Incoming UN climate chief Christiana Figueres
BONN — The U.N.’s incoming chief on climate change cautioned on Wednesday it could take until 2050 to build the machinery that will ultimately tame greenhouse gases.
In an interview with reporters on the sidelines of U.N. talks in Bonn, Christiana Figueres said she was approaching her new job with optimism tempered by hard-edged realism.
“I continue to be confident that governments will meet this challenge, for the simple reason that humanity must meet the challenge. We just don’t have another option,” said Figueres.
But, she warned, political progress on climate change would lag behind scientific warnings for many years to come — and those who expect a quick fix will be disappointed.
“I don’t believe that we will ever have a final agreement on climate … in my lifetime,” she said. “Maybe in yours,” the 53-year-old added.
Figueres explained: “Building the regime is going to require an effort, a sustained effort of those who will be here, over the next 20 to 30 to 40 years … We have to understand that this is an incremental process, this is a gradual process, and that whatever we do is not going to be enough, we still have to hold the bar very high.”
An experienced and highly regarded negotiator for Costa Rica who was educated in Britain and the United States, Figueres takes the helm as executive secretary of the U.N. Framework Convention on Climate Change (UNFCCC) on July 8.
She succeeds Yvo de Boer, a Dutchman, who resigned in the wake of the stormy U.N. climate summit in Copenhagen last December.

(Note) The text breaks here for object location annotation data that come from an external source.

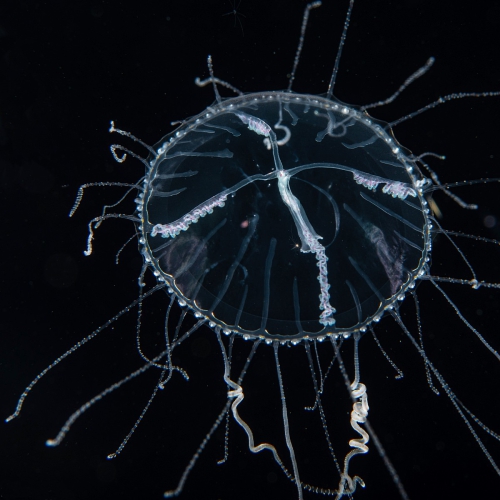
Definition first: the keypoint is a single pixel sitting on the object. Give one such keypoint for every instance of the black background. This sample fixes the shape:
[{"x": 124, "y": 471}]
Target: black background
[{"x": 67, "y": 69}]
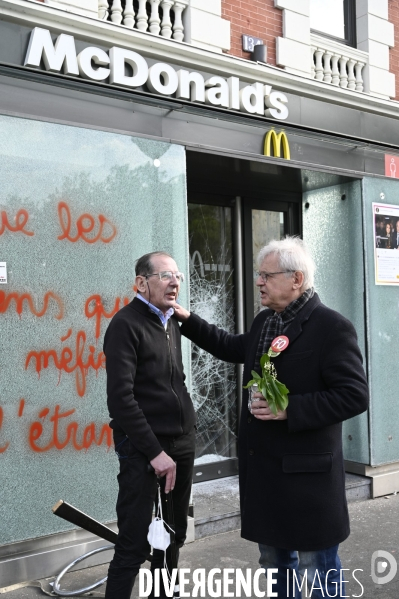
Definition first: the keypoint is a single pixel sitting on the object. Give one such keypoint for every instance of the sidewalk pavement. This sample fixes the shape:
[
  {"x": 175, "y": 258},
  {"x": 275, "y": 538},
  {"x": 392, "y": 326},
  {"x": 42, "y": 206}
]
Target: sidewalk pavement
[{"x": 375, "y": 526}]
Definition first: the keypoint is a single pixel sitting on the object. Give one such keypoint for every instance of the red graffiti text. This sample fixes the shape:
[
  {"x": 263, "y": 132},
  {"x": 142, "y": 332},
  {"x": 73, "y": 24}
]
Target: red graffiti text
[
  {"x": 84, "y": 225},
  {"x": 94, "y": 309},
  {"x": 69, "y": 360},
  {"x": 25, "y": 298},
  {"x": 4, "y": 447},
  {"x": 46, "y": 435},
  {"x": 21, "y": 219}
]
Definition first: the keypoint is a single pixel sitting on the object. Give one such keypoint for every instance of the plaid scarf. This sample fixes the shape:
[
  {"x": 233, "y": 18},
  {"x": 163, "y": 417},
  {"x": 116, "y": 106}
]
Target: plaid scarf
[{"x": 275, "y": 324}]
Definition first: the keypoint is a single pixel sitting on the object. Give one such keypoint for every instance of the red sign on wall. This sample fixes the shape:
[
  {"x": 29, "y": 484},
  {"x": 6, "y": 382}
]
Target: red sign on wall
[{"x": 392, "y": 166}]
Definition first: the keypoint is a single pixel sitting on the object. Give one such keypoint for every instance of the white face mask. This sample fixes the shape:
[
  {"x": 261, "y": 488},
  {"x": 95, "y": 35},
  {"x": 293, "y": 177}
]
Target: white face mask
[{"x": 158, "y": 537}]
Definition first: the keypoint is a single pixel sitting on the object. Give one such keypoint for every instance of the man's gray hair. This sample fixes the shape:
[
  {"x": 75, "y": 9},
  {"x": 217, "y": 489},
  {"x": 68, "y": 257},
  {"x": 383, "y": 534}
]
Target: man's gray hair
[
  {"x": 292, "y": 254},
  {"x": 144, "y": 264}
]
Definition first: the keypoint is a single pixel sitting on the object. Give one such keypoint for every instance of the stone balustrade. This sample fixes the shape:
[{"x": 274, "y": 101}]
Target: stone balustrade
[
  {"x": 337, "y": 63},
  {"x": 160, "y": 17}
]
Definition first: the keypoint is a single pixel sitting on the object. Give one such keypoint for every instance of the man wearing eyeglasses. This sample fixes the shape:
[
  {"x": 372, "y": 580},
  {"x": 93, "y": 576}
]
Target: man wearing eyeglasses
[
  {"x": 152, "y": 416},
  {"x": 292, "y": 481}
]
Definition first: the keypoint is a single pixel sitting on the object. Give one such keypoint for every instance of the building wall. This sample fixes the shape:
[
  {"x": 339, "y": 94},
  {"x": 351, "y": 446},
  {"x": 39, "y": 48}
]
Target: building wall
[
  {"x": 258, "y": 18},
  {"x": 393, "y": 17}
]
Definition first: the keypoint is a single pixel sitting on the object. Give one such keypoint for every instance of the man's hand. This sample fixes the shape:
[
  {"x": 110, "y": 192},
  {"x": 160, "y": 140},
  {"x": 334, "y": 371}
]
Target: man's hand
[
  {"x": 181, "y": 313},
  {"x": 165, "y": 466},
  {"x": 260, "y": 409}
]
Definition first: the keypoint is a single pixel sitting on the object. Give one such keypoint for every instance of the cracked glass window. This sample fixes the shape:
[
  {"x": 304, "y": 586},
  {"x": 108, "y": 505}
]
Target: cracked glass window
[{"x": 214, "y": 384}]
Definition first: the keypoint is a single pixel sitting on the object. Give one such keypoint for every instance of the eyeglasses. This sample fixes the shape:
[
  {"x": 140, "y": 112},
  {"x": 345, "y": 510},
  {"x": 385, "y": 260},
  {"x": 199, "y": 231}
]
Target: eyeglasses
[
  {"x": 167, "y": 275},
  {"x": 265, "y": 275}
]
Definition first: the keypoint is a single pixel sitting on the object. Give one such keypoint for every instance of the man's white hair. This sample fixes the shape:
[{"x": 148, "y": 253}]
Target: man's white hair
[{"x": 292, "y": 254}]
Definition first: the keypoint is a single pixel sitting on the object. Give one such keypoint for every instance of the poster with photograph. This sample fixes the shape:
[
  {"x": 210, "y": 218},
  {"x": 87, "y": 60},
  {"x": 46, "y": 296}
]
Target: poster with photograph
[{"x": 386, "y": 243}]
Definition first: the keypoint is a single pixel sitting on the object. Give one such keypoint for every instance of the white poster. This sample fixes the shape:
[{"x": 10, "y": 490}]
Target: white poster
[
  {"x": 3, "y": 272},
  {"x": 386, "y": 243}
]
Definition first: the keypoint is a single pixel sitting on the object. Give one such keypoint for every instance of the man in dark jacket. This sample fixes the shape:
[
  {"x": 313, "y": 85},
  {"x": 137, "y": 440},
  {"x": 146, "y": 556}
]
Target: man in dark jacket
[
  {"x": 292, "y": 480},
  {"x": 152, "y": 417}
]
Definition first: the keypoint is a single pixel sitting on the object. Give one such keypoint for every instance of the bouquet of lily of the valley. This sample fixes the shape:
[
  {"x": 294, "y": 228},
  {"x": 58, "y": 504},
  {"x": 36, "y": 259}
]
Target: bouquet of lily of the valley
[{"x": 275, "y": 393}]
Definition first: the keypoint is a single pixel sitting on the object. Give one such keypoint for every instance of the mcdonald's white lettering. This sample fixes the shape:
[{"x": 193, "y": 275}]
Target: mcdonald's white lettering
[{"x": 161, "y": 78}]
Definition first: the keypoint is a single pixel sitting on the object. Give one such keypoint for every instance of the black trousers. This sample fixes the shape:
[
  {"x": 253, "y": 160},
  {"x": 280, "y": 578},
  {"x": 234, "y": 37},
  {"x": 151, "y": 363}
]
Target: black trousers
[{"x": 137, "y": 493}]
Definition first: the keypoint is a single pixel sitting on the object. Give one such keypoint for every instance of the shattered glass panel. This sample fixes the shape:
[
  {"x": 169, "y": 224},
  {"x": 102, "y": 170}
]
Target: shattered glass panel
[
  {"x": 266, "y": 226},
  {"x": 214, "y": 386}
]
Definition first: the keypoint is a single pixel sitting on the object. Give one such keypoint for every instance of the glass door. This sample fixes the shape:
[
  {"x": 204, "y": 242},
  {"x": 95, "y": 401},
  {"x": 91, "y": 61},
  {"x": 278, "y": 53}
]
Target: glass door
[
  {"x": 225, "y": 236},
  {"x": 263, "y": 222}
]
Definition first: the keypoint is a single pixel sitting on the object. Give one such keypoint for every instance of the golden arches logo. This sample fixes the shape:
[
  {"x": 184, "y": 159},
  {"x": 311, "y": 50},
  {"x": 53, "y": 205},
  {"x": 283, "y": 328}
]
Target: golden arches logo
[{"x": 278, "y": 139}]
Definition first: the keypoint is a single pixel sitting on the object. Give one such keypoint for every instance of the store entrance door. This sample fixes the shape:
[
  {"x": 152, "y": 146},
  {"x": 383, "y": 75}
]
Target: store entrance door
[{"x": 225, "y": 236}]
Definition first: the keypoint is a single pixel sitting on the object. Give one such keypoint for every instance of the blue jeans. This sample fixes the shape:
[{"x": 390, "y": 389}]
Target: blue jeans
[{"x": 301, "y": 569}]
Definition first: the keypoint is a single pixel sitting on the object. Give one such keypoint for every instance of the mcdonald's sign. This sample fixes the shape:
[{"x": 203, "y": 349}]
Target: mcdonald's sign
[{"x": 278, "y": 139}]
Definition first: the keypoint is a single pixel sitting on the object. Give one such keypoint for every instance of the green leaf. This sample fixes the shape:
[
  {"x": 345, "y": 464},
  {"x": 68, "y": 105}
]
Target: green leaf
[
  {"x": 265, "y": 359},
  {"x": 248, "y": 385},
  {"x": 256, "y": 375}
]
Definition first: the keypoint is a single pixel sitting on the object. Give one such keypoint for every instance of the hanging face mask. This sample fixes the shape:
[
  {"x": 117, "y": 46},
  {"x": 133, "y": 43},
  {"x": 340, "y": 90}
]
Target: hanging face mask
[{"x": 158, "y": 537}]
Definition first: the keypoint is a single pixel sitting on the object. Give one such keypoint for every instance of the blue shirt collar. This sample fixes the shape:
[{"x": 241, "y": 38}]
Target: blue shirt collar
[{"x": 163, "y": 317}]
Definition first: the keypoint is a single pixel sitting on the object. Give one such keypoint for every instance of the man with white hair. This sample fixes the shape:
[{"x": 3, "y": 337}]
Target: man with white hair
[{"x": 292, "y": 479}]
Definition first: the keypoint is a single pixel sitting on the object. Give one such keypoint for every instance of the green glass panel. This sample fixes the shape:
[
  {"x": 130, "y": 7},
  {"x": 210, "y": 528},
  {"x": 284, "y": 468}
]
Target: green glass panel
[
  {"x": 332, "y": 228},
  {"x": 77, "y": 207},
  {"x": 383, "y": 334},
  {"x": 214, "y": 384}
]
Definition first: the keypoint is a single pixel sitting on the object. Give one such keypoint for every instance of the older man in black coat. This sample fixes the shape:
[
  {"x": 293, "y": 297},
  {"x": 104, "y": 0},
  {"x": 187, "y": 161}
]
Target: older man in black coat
[{"x": 292, "y": 480}]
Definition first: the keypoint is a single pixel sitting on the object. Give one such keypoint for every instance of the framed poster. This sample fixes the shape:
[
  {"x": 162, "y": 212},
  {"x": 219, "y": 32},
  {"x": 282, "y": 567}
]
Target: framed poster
[{"x": 386, "y": 243}]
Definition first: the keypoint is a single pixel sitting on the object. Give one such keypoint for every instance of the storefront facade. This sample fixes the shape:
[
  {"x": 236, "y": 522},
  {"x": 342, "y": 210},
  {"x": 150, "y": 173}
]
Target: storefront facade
[{"x": 96, "y": 171}]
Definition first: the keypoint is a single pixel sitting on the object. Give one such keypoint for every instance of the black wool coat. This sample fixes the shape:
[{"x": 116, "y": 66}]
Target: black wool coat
[{"x": 292, "y": 479}]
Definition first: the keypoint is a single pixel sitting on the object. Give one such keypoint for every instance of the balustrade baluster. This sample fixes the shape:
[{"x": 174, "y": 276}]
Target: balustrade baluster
[
  {"x": 178, "y": 29},
  {"x": 141, "y": 17},
  {"x": 116, "y": 12},
  {"x": 154, "y": 18},
  {"x": 166, "y": 25},
  {"x": 312, "y": 61},
  {"x": 351, "y": 74},
  {"x": 319, "y": 74},
  {"x": 359, "y": 77},
  {"x": 327, "y": 66},
  {"x": 128, "y": 14},
  {"x": 334, "y": 69},
  {"x": 343, "y": 77},
  {"x": 103, "y": 10}
]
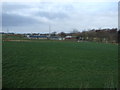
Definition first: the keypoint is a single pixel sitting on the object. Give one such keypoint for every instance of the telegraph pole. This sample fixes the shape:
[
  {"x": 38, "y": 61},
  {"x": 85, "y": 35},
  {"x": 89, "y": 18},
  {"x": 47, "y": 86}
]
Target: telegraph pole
[{"x": 49, "y": 30}]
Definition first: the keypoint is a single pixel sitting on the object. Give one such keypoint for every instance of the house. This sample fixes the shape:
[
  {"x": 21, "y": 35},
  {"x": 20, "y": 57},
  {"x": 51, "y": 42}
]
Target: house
[
  {"x": 56, "y": 38},
  {"x": 37, "y": 37}
]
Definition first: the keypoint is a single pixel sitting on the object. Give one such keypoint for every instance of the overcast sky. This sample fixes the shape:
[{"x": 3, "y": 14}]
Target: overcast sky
[{"x": 64, "y": 16}]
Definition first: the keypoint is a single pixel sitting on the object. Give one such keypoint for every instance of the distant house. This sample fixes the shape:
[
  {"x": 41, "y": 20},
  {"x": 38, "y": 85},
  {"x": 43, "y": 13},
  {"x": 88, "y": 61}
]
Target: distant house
[
  {"x": 37, "y": 37},
  {"x": 56, "y": 38}
]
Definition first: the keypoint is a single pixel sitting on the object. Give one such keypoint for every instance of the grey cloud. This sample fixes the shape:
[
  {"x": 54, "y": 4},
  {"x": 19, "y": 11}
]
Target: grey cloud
[
  {"x": 16, "y": 20},
  {"x": 11, "y": 7},
  {"x": 52, "y": 15}
]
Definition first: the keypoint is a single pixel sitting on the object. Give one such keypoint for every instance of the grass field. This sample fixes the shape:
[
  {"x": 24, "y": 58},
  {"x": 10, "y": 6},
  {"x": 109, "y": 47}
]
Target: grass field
[{"x": 48, "y": 64}]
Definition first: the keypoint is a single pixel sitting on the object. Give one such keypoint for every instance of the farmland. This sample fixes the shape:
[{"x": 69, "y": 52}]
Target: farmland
[{"x": 54, "y": 64}]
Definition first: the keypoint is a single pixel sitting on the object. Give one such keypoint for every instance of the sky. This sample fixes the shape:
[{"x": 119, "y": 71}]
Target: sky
[{"x": 36, "y": 17}]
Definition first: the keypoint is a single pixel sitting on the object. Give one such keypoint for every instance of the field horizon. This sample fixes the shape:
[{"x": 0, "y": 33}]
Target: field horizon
[{"x": 54, "y": 64}]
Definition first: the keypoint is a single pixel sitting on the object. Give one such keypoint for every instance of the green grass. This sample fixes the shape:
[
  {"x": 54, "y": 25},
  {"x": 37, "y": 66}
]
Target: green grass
[{"x": 59, "y": 65}]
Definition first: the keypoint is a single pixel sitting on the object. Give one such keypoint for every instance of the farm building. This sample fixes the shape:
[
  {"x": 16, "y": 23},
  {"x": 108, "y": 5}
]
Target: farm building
[
  {"x": 37, "y": 37},
  {"x": 56, "y": 38}
]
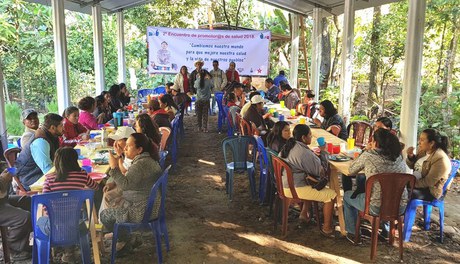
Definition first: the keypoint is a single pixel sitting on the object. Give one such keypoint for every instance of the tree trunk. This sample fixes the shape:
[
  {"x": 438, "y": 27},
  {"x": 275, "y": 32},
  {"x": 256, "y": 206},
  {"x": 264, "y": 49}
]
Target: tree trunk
[
  {"x": 325, "y": 68},
  {"x": 375, "y": 55},
  {"x": 337, "y": 51}
]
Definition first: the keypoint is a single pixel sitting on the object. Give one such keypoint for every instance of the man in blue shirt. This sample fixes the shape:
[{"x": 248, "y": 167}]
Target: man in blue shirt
[
  {"x": 36, "y": 157},
  {"x": 280, "y": 78}
]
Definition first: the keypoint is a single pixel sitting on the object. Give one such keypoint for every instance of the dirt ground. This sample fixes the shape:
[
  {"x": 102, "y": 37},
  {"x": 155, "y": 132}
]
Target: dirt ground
[{"x": 205, "y": 227}]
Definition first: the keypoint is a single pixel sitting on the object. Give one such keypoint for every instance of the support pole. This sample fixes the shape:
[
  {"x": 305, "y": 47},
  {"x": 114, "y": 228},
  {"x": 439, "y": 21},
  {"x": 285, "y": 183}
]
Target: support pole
[
  {"x": 412, "y": 72},
  {"x": 316, "y": 52},
  {"x": 294, "y": 66},
  {"x": 98, "y": 48},
  {"x": 347, "y": 60},
  {"x": 121, "y": 47},
  {"x": 60, "y": 55}
]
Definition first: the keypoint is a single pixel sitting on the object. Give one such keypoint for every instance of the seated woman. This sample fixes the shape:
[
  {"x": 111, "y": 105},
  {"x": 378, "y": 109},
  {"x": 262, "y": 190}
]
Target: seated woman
[
  {"x": 279, "y": 135},
  {"x": 73, "y": 132},
  {"x": 87, "y": 119},
  {"x": 159, "y": 116},
  {"x": 431, "y": 165},
  {"x": 167, "y": 103},
  {"x": 254, "y": 115},
  {"x": 329, "y": 113},
  {"x": 304, "y": 162},
  {"x": 135, "y": 184},
  {"x": 383, "y": 157}
]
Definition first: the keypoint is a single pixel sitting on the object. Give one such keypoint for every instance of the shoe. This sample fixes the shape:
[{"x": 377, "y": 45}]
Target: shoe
[
  {"x": 20, "y": 256},
  {"x": 351, "y": 238}
]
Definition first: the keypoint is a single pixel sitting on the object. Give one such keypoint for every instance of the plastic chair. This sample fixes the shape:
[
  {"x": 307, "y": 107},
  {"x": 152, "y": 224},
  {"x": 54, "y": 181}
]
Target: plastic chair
[
  {"x": 279, "y": 166},
  {"x": 392, "y": 186},
  {"x": 239, "y": 146},
  {"x": 361, "y": 131},
  {"x": 165, "y": 132},
  {"x": 65, "y": 214},
  {"x": 221, "y": 116},
  {"x": 411, "y": 209},
  {"x": 157, "y": 225},
  {"x": 11, "y": 155}
]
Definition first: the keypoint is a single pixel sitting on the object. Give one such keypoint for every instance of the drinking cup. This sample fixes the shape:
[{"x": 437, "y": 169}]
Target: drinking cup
[{"x": 321, "y": 141}]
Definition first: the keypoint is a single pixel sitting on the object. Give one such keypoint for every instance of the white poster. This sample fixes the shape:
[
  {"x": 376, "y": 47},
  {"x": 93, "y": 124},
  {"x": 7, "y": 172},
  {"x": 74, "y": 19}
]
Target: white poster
[{"x": 170, "y": 48}]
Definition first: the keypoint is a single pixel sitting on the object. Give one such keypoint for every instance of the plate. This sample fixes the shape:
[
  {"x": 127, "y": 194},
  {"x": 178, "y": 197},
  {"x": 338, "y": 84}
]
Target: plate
[
  {"x": 97, "y": 176},
  {"x": 339, "y": 158}
]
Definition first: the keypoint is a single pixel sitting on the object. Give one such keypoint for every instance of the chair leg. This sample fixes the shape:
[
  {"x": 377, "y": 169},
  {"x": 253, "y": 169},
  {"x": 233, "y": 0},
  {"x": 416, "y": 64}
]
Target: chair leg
[
  {"x": 441, "y": 222},
  {"x": 375, "y": 234},
  {"x": 427, "y": 215}
]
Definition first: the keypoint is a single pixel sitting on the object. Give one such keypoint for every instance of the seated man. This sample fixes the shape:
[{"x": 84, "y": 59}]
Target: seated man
[
  {"x": 31, "y": 122},
  {"x": 17, "y": 221},
  {"x": 36, "y": 157}
]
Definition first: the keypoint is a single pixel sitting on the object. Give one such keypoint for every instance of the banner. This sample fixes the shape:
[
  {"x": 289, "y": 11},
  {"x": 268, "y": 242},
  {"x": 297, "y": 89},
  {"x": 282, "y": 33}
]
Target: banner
[{"x": 169, "y": 49}]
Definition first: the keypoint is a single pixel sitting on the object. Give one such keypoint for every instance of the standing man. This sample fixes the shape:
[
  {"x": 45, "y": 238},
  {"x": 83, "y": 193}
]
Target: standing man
[
  {"x": 36, "y": 157},
  {"x": 219, "y": 79},
  {"x": 31, "y": 122},
  {"x": 280, "y": 78},
  {"x": 196, "y": 73}
]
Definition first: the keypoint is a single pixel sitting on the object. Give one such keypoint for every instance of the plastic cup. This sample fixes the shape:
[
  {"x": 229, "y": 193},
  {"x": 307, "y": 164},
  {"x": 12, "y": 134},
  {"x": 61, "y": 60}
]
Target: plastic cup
[
  {"x": 12, "y": 170},
  {"x": 350, "y": 143},
  {"x": 321, "y": 141}
]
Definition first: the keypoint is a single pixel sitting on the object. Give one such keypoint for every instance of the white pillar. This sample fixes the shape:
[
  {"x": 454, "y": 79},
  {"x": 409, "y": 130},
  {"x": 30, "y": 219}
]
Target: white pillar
[
  {"x": 294, "y": 66},
  {"x": 121, "y": 47},
  {"x": 347, "y": 60},
  {"x": 60, "y": 55},
  {"x": 316, "y": 52},
  {"x": 412, "y": 72},
  {"x": 98, "y": 48}
]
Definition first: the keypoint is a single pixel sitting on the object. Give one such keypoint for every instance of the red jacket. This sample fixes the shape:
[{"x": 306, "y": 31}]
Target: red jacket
[{"x": 71, "y": 133}]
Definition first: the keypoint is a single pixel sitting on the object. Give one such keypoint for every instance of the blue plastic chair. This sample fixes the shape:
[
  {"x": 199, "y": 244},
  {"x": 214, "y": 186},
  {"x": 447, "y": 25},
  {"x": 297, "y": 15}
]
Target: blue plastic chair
[
  {"x": 142, "y": 94},
  {"x": 65, "y": 214},
  {"x": 159, "y": 90},
  {"x": 163, "y": 154},
  {"x": 239, "y": 146},
  {"x": 157, "y": 225},
  {"x": 221, "y": 116},
  {"x": 411, "y": 209},
  {"x": 263, "y": 168}
]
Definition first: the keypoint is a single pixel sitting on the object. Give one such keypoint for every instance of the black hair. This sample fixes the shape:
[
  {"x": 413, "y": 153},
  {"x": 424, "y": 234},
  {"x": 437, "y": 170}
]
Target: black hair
[
  {"x": 299, "y": 131},
  {"x": 387, "y": 143},
  {"x": 329, "y": 108},
  {"x": 69, "y": 110},
  {"x": 385, "y": 121},
  {"x": 52, "y": 119},
  {"x": 440, "y": 141},
  {"x": 87, "y": 103},
  {"x": 142, "y": 141},
  {"x": 65, "y": 161}
]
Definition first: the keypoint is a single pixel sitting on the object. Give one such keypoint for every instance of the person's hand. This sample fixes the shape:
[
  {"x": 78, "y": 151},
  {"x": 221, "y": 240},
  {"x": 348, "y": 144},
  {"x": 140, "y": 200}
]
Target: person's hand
[
  {"x": 410, "y": 152},
  {"x": 109, "y": 186},
  {"x": 113, "y": 162}
]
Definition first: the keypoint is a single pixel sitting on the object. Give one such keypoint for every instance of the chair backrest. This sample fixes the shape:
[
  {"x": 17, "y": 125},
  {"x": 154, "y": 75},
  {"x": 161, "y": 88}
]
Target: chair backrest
[
  {"x": 165, "y": 132},
  {"x": 159, "y": 90},
  {"x": 239, "y": 147},
  {"x": 392, "y": 186},
  {"x": 11, "y": 155},
  {"x": 65, "y": 212},
  {"x": 361, "y": 131},
  {"x": 161, "y": 184},
  {"x": 453, "y": 173},
  {"x": 280, "y": 166}
]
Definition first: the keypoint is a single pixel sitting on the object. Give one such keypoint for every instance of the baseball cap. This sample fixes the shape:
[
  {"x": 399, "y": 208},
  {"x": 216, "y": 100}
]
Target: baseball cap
[
  {"x": 121, "y": 133},
  {"x": 25, "y": 113},
  {"x": 256, "y": 99}
]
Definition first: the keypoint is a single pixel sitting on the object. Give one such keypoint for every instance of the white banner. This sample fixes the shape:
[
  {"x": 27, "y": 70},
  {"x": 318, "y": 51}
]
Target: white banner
[{"x": 170, "y": 48}]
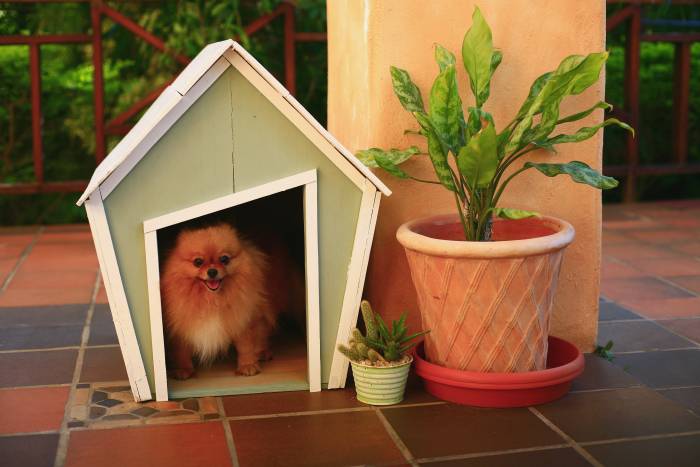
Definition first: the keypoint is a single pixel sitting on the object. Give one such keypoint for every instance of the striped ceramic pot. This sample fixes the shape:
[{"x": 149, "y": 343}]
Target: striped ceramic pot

That conference was supposed to deliver a historic pact on greenhouse-gas emissions from 2012 and channel billions to poor countries exposed to worsening drought, floods, storms, and rising seas. But it was marred by backbiting and nitpicking, with some 120 attending heads of state and government watching in shock.
In the event, a couple dozen leaders huddled in the night to craft an 11th-hour document, the so-called Copenhagen Accord, in order to save face. Hedged with non-binding promises to hold additional warming to 2 degrees C (3.6 degrees F), it was savaged by green groups as a fudge, by advocates for the poor as betrayal, and by left-leaning Latin American countries as a violation of U.N. democracy.
Figueres upbraided those who would describe the outcome of Copenhagen as a “train wreck.” But she acknowledged the meeting had been “full of mistakes, full of errors, from which we are all learning,” especially on informing other countries about negotiations taking place in a small group.
The Bonn talks, taking place among senior representatives, conclude on Friday after a 12-day effort to make headway on a negotiation blueprint.
Developing-country delegates on Wednesday said that trust had been badly damaged at Copenhagen and still had to be restored before the next grand UNFCCC meeting, taking place in Cancun, Mexico, from November 29 to December 10.
Some countries are lobbying for a legally binding deal to be completed in Cancun, but most are quietly admitting this is unrealistic. A better bet would be agreement on some big issues, leading to an overall accord in South Africa in 2011, they say.
Figueres refused to be drawn out on whether Cancun would deliver the coveted treaty or not.
But in any case, she said, Cancun had to be about turning the Copenhagen pledges — on help for poor countries and preventing deforestation, especially — into solid action.
Bangladesh negotiator Quamrul Islam Chowdhury warned about the dangers of falling short in Cancun: “If we can’t deliver [an agreement] at Cancun and if we are shown the road to Cape Town or any other cities, it will be … a Holocaust,” he said. Chowdhury said his country, threatened by rising seas, was “ground zero” in the onslaught by climate change.